Contextual Graph Representations for Task-Driven 3D Perception and Planning

A 2021 undergraduate thesis from the University of Toronto, authored by Christopher Agia, tackles a fundamental problem at the intersection of robotics and AI: making complex 3D scene understanding practical for real-world robot task planning. While modern computer vision can automatically generate detailed 3D scene graphs—hierarchical maps of objects and their relationships—these representations are often too dense and complex. They contain every detected object and relation, even though a specific task, like 'pick up the mug on the table,' only requires a small subset. This 'state explosion' overwhelms traditional task planners, making them slow and unsuitable for robots with limited computational power.

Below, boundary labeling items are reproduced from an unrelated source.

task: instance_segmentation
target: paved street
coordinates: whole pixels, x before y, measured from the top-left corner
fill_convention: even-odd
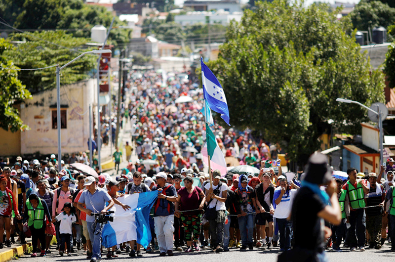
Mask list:
[[[395,253],[389,252],[390,245],[385,244],[383,249],[380,250],[366,249],[365,251],[350,252],[344,251],[337,253],[333,251],[329,251],[327,253],[329,260],[332,262],[372,262],[372,261],[379,262],[392,262],[395,261]],[[130,260],[146,260],[148,258],[153,259],[152,261],[158,262],[181,262],[187,260],[192,259],[194,262],[198,261],[204,261],[205,262],[219,262],[219,261],[226,261],[227,262],[238,262],[240,258],[242,258],[243,262],[256,261],[257,259],[264,260],[265,262],[275,262],[277,261],[277,256],[280,251],[278,248],[275,248],[272,251],[263,251],[261,250],[255,250],[253,251],[239,251],[238,249],[231,249],[229,252],[222,253],[220,254],[212,254],[208,250],[202,250],[199,252],[195,252],[191,254],[186,254],[179,251],[174,252],[174,256],[172,258],[166,256],[159,257],[158,251],[153,252],[150,254],[145,254],[143,252],[143,257],[142,258],[134,258],[132,259],[125,253],[122,253],[119,255],[118,258],[107,259],[103,261],[114,261],[118,262],[124,262],[130,261]],[[25,262],[42,262],[43,261],[51,262],[71,262],[75,261],[86,261],[86,257],[82,255],[82,251],[77,251],[71,257],[61,257],[57,254],[52,254],[47,255],[45,258],[31,258],[30,256],[24,256],[19,259],[22,261]],[[220,261],[219,260],[220,260]]]

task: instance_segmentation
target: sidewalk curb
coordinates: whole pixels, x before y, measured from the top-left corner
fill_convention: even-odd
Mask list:
[[[6,262],[12,259],[14,256],[21,256],[27,251],[28,247],[31,247],[32,243],[28,242],[18,247],[0,253],[0,262]]]

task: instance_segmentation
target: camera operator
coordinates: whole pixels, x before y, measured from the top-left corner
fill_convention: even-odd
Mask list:
[[[96,180],[93,176],[85,178],[83,185],[87,190],[81,194],[77,204],[78,209],[87,215],[86,224],[93,248],[90,262],[97,262],[101,259],[102,244],[101,227],[99,223],[96,221],[96,217],[91,216],[91,213],[106,214],[114,205],[114,201],[108,193],[97,186],[96,184]],[[106,202],[109,203],[107,207],[105,207]],[[86,208],[82,207],[83,204],[85,204]]]

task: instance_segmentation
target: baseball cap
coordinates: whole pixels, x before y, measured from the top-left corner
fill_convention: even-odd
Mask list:
[[[104,175],[101,175],[97,178],[99,179],[99,182],[101,184],[103,184],[106,182],[106,176]]]
[[[63,176],[62,176],[62,178],[60,178],[60,181],[64,181],[66,179],[70,180],[70,178],[69,177],[69,176],[67,175],[63,175]]]
[[[154,180],[151,177],[147,177],[146,179],[144,179],[144,183],[148,186],[151,185],[151,184],[153,182],[154,182]]]
[[[95,182],[95,181],[96,180],[95,180],[95,178],[93,176],[88,176],[85,178],[85,182],[83,183],[83,185],[89,185],[90,184],[93,182]]]
[[[164,179],[167,179],[167,175],[166,175],[166,173],[165,173],[164,172],[159,172],[158,174],[157,174],[156,176],[157,177],[157,178],[158,178],[159,177],[161,177],[162,178],[163,178]]]
[[[85,179],[86,180],[86,179]],[[108,182],[108,186],[111,187],[114,185],[118,185],[119,184],[119,181],[115,181],[113,179],[109,180]]]
[[[268,173],[268,172],[265,172],[264,173],[263,173],[263,175],[262,176],[269,176],[269,177],[270,177],[272,176],[272,175],[271,175],[270,173]]]

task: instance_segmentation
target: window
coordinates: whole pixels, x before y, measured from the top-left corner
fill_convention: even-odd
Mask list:
[[[67,128],[67,111],[66,109],[60,109],[60,128]],[[52,129],[58,128],[57,111],[52,110]]]

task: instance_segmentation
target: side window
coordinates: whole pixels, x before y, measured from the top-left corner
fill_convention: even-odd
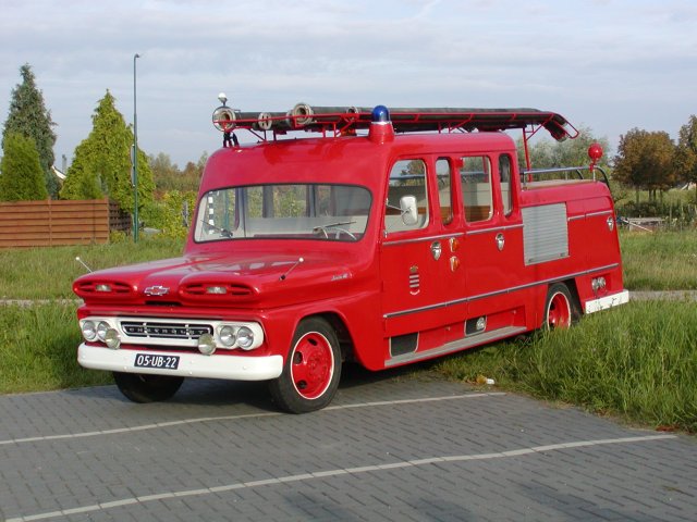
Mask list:
[[[453,221],[453,190],[451,177],[450,161],[445,158],[439,158],[436,161],[436,178],[438,179],[440,219],[444,225],[448,225]]]
[[[465,219],[468,223],[487,221],[493,215],[491,197],[491,161],[486,156],[462,159],[460,171]]]
[[[418,219],[415,224],[405,224],[400,201],[405,196],[416,198]],[[400,160],[390,171],[390,186],[384,212],[388,233],[424,228],[428,224],[428,190],[426,188],[426,163],[423,160]]]
[[[499,157],[499,174],[501,176],[501,200],[503,201],[504,215],[511,215],[513,211],[513,187],[511,185],[511,176],[513,169],[511,166],[511,157],[501,154]]]

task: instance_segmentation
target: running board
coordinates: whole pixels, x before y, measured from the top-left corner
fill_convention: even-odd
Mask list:
[[[473,335],[463,339],[453,340],[440,348],[432,348],[426,351],[416,351],[412,353],[404,353],[396,356],[384,361],[384,366],[396,366],[399,364],[405,364],[407,362],[420,361],[421,359],[430,359],[432,357],[445,356],[455,351],[464,350],[465,348],[472,348],[473,346],[484,345],[491,343],[492,340],[504,339],[525,332],[525,326],[506,326],[504,328],[493,330],[484,334]]]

Agia's work does two key things to address this. First, it constructs a benchmark to empirically compare state-of-the-art classical planners, providing a needed tool for the research community. Second, and more innovatively, it explores using Graph Neural Networks (GNNs) to learn contextual, task-driven representations. Instead of processing the entire scene graph, a GNN can be trained to identify and encode only the objects and spatial relationships relevant to a given goal. This learned representation drastically shrinks the state space a planner must navigate, promising significantly faster and more efficient planning. The thesis lays groundwork for moving robots beyond simple navigation towards executing multi-step tasks in cluttered, dynamic 3D environments by making high-level reasoning computationally tractable.